Tumor marker–guided precision BNCT for CA19-9–positive cancers: a new paradigm in molecularly targeted chemoradiation therapy

Background: Boron neutron capture therapy (BNCT) is a molecularly targeted chemoradiation modality that relies on boron delivery agents such as p-borophenylalanine (BPA), which require LAT1 (L-type amino acid transporter 1) for tumor uptake. However, the limited efficacy of BPA in LAT1-low tumors restricts its therapeutic scope. To address this limitation, we developed a tumor marker–guided BNCT strategy targeting cancers overexpressing the clinically validated glycan biomarker CA19-9.

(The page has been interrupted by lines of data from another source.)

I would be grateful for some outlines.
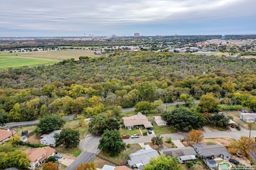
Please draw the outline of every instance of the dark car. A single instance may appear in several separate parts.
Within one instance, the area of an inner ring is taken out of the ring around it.
[[[125,136],[123,137],[123,139],[129,139],[129,138],[130,138],[130,136],[129,135],[125,135]]]
[[[229,162],[231,163],[232,164],[234,164],[236,165],[238,165],[240,163],[239,162],[238,162],[237,160],[235,160],[235,159],[229,159],[228,160],[228,161],[229,161]]]
[[[56,159],[60,159],[62,157],[62,156],[60,155],[59,154],[55,154],[54,157],[55,157]]]

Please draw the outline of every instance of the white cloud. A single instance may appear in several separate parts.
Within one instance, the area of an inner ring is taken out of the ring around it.
[[[255,16],[255,0],[0,0],[0,28],[74,31]]]

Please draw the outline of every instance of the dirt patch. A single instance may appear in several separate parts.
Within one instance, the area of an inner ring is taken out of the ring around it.
[[[96,157],[93,160],[93,163],[94,163],[95,167],[98,168],[102,168],[105,165],[116,166],[116,165],[99,157]]]
[[[221,144],[225,147],[229,146],[234,140],[228,138],[204,139],[203,143],[206,145]]]
[[[28,142],[30,143],[40,143],[40,137],[35,134],[28,137]]]

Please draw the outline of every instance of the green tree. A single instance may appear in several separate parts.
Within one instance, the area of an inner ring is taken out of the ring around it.
[[[175,108],[164,113],[162,117],[169,125],[185,131],[201,128],[206,121],[202,114],[193,113],[185,108]]]
[[[156,88],[154,84],[143,82],[139,84],[138,94],[141,100],[153,101],[155,98]]]
[[[147,164],[143,170],[183,170],[177,159],[170,156],[161,155],[158,158],[153,158],[150,163]]]
[[[152,104],[147,101],[139,101],[135,105],[135,110],[136,112],[140,112],[144,114],[149,113],[153,108]]]
[[[123,142],[118,130],[107,130],[101,136],[98,148],[110,155],[114,155],[124,150],[125,144]]]
[[[0,155],[0,167],[6,168],[15,167],[25,169],[30,166],[29,160],[24,151],[15,150]]]
[[[217,105],[218,101],[211,95],[203,95],[198,103],[202,112],[213,112],[216,110]]]
[[[57,145],[63,144],[67,148],[76,148],[80,141],[79,131],[69,128],[63,129],[54,138]]]
[[[8,122],[8,117],[5,111],[3,109],[0,109],[0,126],[4,126],[5,123]]]
[[[37,124],[37,131],[39,133],[47,134],[64,126],[65,121],[56,115],[47,115],[43,117]]]

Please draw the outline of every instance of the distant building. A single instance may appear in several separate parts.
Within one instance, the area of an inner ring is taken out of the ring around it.
[[[222,40],[225,40],[225,35],[222,35],[222,36],[221,36],[221,39],[222,39]]]
[[[56,141],[54,138],[54,135],[55,134],[59,134],[60,132],[61,132],[60,130],[57,130],[49,134],[42,135],[41,137],[42,138],[40,139],[40,142],[43,144],[55,147],[56,146]]]
[[[17,132],[13,130],[10,130],[8,129],[6,130],[0,129],[0,144],[3,144],[4,142],[10,140],[11,138],[17,133]]]
[[[134,33],[134,37],[140,37],[139,33]]]

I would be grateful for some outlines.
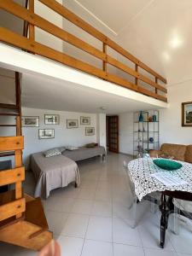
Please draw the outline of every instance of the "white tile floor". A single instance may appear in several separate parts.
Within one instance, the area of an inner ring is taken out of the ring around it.
[[[189,256],[192,255],[191,222],[181,222],[179,236],[167,231],[160,248],[160,212],[150,212],[148,202],[137,206],[137,227],[130,227],[131,200],[124,154],[110,154],[79,163],[81,185],[52,191],[44,201],[49,224],[63,256]],[[26,173],[25,189],[32,194],[34,180]],[[172,223],[170,219],[169,224]],[[172,226],[172,225],[170,225]],[[37,255],[19,247],[0,243],[0,255]]]

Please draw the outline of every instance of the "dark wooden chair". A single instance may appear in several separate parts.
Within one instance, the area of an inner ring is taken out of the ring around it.
[[[185,201],[192,201],[192,193],[183,191],[164,191],[161,195],[161,205],[160,210],[161,212],[160,218],[160,247],[163,248],[166,240],[166,231],[168,227],[169,216],[172,213],[179,212],[180,215],[192,219],[192,212],[185,211],[183,208],[178,208],[174,204],[173,200],[182,200]]]

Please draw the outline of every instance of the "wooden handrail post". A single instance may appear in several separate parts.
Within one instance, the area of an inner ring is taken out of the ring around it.
[[[107,55],[107,44],[102,43],[102,52]],[[102,61],[102,70],[107,72],[107,61]]]
[[[138,65],[137,64],[136,64],[135,70],[136,70],[136,72],[138,72]],[[135,79],[135,84],[137,86],[138,85],[138,79],[137,78]]]
[[[158,78],[155,77],[155,83],[158,84]],[[155,93],[158,94],[158,89],[155,88]]]
[[[29,0],[29,11],[32,15],[31,17],[32,17],[35,11],[34,0]],[[32,24],[29,24],[29,39],[35,40],[35,26]]]

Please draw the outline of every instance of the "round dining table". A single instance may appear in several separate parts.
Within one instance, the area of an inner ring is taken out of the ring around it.
[[[153,158],[146,157],[130,161],[128,174],[134,185],[134,193],[137,201],[141,201],[143,197],[153,192],[161,193],[160,205],[161,212],[160,247],[164,247],[169,215],[179,212],[179,214],[187,215],[192,219],[191,212],[176,209],[173,203],[174,199],[192,201],[192,164],[177,160],[182,164],[182,167],[175,171],[166,171],[156,166],[153,160]],[[169,177],[177,177],[181,183],[165,184],[154,177],[156,173],[160,175],[169,173]]]

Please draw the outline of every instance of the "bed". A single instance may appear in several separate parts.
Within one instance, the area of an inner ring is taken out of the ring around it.
[[[102,158],[106,155],[105,148],[102,146],[96,146],[94,148],[79,147],[75,150],[64,150],[62,154],[73,160],[74,161],[79,161],[85,159],[89,159],[94,156],[102,155]]]
[[[76,186],[80,183],[77,164],[63,154],[44,157],[43,152],[33,154],[31,170],[37,182],[35,197],[48,198],[52,189],[67,187],[73,182]]]

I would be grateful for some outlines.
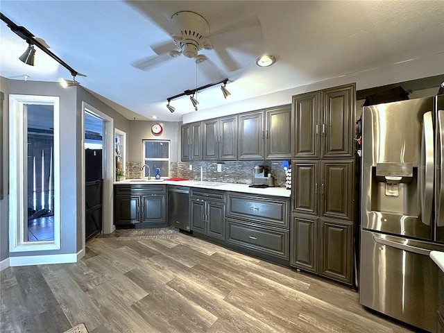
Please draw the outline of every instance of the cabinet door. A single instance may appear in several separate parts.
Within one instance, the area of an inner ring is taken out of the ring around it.
[[[202,160],[202,126],[200,122],[191,124],[191,159]]]
[[[201,234],[205,234],[205,202],[201,199],[191,200],[190,205],[191,230],[200,232]]]
[[[117,196],[114,203],[114,223],[138,223],[140,220],[140,196]]]
[[[145,223],[166,223],[166,210],[165,194],[148,194],[142,196],[142,222]]]
[[[219,157],[218,119],[202,122],[202,144],[204,160],[217,160]]]
[[[239,114],[239,160],[263,160],[264,135],[262,111]]]
[[[293,96],[295,158],[319,158],[320,99],[320,92]]]
[[[352,284],[353,223],[319,219],[319,274]]]
[[[237,116],[219,120],[219,158],[223,161],[237,160]]]
[[[353,220],[353,160],[322,161],[323,216]]]
[[[290,225],[290,265],[318,272],[318,221],[293,217]]]
[[[268,109],[265,115],[266,158],[291,158],[291,105]]]
[[[182,162],[191,159],[191,128],[189,123],[180,127],[180,159]]]
[[[355,99],[355,84],[323,91],[323,158],[354,156]]]
[[[318,215],[319,161],[293,160],[291,162],[293,212]]]
[[[205,234],[225,240],[225,205],[208,201],[206,210],[207,230]]]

Methods: We conducted transcriptomic analyses using The Cancer Genome Atlas (TCGA) datasets to identify LAT1-low cancers with high CA19-9 expression. These analyses revealed elevated expression of fucosyltransferase 3 (FUT3), which underlies CA19-9 biosynthesis, in pancreatic, biliary, and ovarian malignancies. Based on this, we synthesized a novel boron compound, fucose-BSH, designed to selectively accumulate in CA19-9–positive tumors. We evaluated its physicochemical properties, pharmacokinetics, biodistribution, and antitumor efficacy in cell lines and xenograft models, comparing its performance to that of BPA.
Results: Fucose-BSH demonstrated significantly greater boron uptake in CA19-9–positive cell lines (AsPC-1, Panc 04.03, HuCCT-1, HSKTC, OVISE) compared to CA19-9–negative PANC-1. In HuCCT-1 xenografts, boron accumulation reached 36.2 ppm with a tumor/normal tissue ratio of 2.1, outperforming BPA. Upon neutron irradiation, fucose-BSH–mediated BNCT achieved > 80% tumor growth inhibition. Notably, fucose-BSH retained therapeutic efficacy in LAT1-deficient models where BPA was ineffective, confirming LAT1-independent targeting.
Conclusions: This study establishes a novel precision BNCT approach by leveraging CA19-9 as a tumor-selective glycan marker for boron delivery. Fucose-BSH offers a promising platform for expanding BNCT to previously inaccessible LAT1-low malignancies, including pancreatic, biliary, and ovarian cancers. These findings provide a clinically actionable strategy for tumor marker–driven chemoradiation and lay the foundation for translational application in BNCT. This strategy has the potential to support companion diagnostic development and precision stratification in ongoing and future BNCT clinical trials.
Translational Relevance: Malignancies with elevated CA19-9 expression, such as pancreatic, biliary, and ovarian cancers, are associated with poor prognosis and limited response to current therapies. This study presents a tumor marker–guided strategy for boron neutron capture therapy (BNCT) by leveraging CA19-9 glycan biology to enable selective tumor targeting via fucose-BSH, a novel boron compound. Through transcriptomic data mining and preclinical validation, fucose-BSH demonstrated LAT1-independent boron delivery, potent BNCT-mediated cytotoxicity, and tumor-specific accumulation in CA19-9–positive models. These findings support a precision chemoradiation approach that addresses a critical gap in BNCT applicability, offering a clinically actionable pathway for patient stratification and therapeutic development in CA19-9–expressing cancers.